Wednesday, October 24, 2012

Mormonism as Pathology

A lot of us have pondered out loud and in the blogosphere about how Mitt Romney can be a "severe conservative" a year ago, but suddenly and inexplicably claim moderate leanings in the past three weeks.  We've all joked about the Etch-a-Sketch meme birthed by Romney's own campaign manager, and it seems plausible enough.  But one thing has bugged me: when you see Romney on the debate stage or on the stump or in interviews now sounding every bit the moderate Republican he claimed to be 10 years ago as Massachusetts governor, he seems utterly comfortable now inhabiting the skin that the GOP base routinely calls RINO.

"Etch-a-Sketch" offers a pretty solid analogy for this ideological shift, as well as for Mitt's seeming comfort with the new persona.  But it doesn't explain what makes him tick.  I wanted something deeper.

Today, along comes my favorite conservative, Andrew Sullivan, who yesterday posted a scathing piece about the LDS Church's racism based in scripture and the writings of the religion's founders.  His point in that piece was that the LDS Church until 1978 declared that African Americans were "cursed with the sin of blackness" and excluded then suddenly and inexplicably reverse course without apology or explanation.  Why, when asked if the previous policy was wrong, does Romney fail to answer the question?

In most people carrying that level of cognitive dissonance, the moment someone exposes it, it shows up on the face, in the voice, in the body language, or in the temperament.  I don't see it on his face or body, don't hear it in his voice, and don't feel it in his temperament.  In other words, he's either a liar of superhuman dimensions, or he simply doesn't experience the dissonance for some psychological reason.
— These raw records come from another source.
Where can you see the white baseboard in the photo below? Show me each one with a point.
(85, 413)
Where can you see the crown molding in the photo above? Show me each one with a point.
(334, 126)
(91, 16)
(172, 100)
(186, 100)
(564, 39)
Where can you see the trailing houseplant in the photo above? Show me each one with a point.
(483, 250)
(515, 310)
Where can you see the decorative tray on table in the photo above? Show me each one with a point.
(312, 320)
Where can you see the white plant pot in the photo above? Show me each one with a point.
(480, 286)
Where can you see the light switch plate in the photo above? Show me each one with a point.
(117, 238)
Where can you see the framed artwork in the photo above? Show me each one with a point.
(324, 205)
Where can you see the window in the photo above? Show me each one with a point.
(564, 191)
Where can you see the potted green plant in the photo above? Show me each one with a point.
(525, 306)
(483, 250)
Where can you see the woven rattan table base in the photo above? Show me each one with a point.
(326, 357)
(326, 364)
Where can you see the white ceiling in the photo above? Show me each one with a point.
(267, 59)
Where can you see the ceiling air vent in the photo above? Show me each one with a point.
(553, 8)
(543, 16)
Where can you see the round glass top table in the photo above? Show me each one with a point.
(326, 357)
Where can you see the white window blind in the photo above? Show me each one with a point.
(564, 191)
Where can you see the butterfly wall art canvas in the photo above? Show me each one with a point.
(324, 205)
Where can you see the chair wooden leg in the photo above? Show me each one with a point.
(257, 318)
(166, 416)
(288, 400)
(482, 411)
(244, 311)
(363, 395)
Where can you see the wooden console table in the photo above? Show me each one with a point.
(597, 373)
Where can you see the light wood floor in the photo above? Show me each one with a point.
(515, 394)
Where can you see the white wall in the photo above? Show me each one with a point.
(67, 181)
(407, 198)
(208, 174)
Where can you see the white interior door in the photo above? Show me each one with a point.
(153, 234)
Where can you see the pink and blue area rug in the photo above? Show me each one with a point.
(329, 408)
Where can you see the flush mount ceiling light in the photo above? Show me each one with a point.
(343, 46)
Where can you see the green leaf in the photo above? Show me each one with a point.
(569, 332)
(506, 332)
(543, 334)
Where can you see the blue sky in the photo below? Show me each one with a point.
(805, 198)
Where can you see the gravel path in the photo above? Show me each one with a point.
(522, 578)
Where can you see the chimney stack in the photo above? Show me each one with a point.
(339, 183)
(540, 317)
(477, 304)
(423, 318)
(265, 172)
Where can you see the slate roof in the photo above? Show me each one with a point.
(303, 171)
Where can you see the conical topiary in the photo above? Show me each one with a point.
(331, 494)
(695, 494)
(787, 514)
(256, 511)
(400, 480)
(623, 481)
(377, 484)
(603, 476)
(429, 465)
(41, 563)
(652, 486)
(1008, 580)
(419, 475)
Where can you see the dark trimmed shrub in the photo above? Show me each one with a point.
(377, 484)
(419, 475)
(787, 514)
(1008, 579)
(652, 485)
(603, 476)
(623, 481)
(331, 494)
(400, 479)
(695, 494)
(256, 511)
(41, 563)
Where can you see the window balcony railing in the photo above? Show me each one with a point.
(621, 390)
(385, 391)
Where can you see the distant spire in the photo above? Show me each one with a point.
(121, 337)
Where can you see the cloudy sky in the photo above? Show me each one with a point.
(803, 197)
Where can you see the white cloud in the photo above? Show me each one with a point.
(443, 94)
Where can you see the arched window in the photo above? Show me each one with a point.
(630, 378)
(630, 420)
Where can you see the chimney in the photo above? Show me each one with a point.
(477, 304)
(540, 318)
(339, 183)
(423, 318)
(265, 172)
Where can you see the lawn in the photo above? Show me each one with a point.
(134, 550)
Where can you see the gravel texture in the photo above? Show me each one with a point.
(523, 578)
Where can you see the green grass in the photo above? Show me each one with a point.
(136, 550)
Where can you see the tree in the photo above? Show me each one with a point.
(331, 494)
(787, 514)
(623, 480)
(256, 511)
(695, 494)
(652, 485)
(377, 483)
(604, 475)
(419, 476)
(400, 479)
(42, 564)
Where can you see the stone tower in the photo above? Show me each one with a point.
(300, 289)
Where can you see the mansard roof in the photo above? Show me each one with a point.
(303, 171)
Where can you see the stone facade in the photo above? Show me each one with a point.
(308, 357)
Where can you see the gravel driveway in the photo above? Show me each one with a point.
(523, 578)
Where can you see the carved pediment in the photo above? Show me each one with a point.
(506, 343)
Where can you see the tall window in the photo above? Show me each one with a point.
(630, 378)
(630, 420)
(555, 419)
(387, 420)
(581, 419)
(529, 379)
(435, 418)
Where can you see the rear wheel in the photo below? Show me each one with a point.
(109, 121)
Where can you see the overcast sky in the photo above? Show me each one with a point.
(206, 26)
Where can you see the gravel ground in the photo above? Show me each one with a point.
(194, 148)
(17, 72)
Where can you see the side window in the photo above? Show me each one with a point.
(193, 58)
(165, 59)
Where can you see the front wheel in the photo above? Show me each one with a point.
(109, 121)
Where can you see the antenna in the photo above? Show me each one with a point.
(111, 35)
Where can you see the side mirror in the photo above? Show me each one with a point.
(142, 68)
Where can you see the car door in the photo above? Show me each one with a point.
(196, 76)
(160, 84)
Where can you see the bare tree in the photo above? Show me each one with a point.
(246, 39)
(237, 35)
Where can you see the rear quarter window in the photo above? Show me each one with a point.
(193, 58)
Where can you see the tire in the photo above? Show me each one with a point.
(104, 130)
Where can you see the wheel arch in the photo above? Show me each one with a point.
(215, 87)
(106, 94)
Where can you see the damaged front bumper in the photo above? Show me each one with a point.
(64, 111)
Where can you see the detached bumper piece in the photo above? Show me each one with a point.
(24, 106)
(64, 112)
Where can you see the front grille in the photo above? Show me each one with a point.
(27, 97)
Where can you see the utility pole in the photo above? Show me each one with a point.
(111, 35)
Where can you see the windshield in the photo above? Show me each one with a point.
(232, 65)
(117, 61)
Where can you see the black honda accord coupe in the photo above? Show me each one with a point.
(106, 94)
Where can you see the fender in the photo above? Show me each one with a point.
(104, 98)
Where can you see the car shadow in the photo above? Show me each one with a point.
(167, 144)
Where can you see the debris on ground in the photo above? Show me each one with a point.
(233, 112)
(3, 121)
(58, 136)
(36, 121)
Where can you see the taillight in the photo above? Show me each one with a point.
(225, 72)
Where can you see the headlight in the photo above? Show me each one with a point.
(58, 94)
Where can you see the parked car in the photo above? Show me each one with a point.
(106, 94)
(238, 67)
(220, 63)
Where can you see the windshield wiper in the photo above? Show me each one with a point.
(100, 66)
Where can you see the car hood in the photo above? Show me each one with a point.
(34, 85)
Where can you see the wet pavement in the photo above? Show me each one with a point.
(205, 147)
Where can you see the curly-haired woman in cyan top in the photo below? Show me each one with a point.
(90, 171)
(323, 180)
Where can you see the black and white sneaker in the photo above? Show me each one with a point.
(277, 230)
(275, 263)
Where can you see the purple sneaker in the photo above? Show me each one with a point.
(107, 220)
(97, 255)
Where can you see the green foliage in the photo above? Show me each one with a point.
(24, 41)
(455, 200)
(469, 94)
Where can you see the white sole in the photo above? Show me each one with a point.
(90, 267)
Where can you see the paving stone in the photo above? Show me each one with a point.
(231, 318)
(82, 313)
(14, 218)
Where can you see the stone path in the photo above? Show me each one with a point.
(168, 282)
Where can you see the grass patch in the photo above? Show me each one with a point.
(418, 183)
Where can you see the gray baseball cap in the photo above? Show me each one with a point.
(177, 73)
In a post highlighting reader dissents, a reader takes Sullivan to task for not having "fully grasped just how the continuing revelation thing works for Mormons: what is said today by Church leadership takes precedent over what went before. And to claim that this is done 'casually' is to betray ... ignorance on the question."  Indeed, the church believes that once the church leadership has ruled on an issue, nothing anyone ever said in the past which contradicts that ruling "make[s] a particle of difference."  What this tells me is that, once Mitt Romney has changed course on an issue, nothing contradictory he said or did before announcing the new position matters.  A year ago he was a "severe conservative," but on October 3 at the first debate, he was a moderate.  It was like the severe conservative never existed, and nothing he said on the stump during the primary campaign had any bearing on what he's been saying today.  Therefore, the church offers a much more concrete pathology than Etch-a-Sketch, at least for me.

I don't hold any particular opinion on the LDS Church, but feel particularly uneasy about a person who can, with the precision of an automaton or, perhaps, the Inner Party of Orwell's 1984, suddenly say, "I'm a moderate, and I've always been a moderate."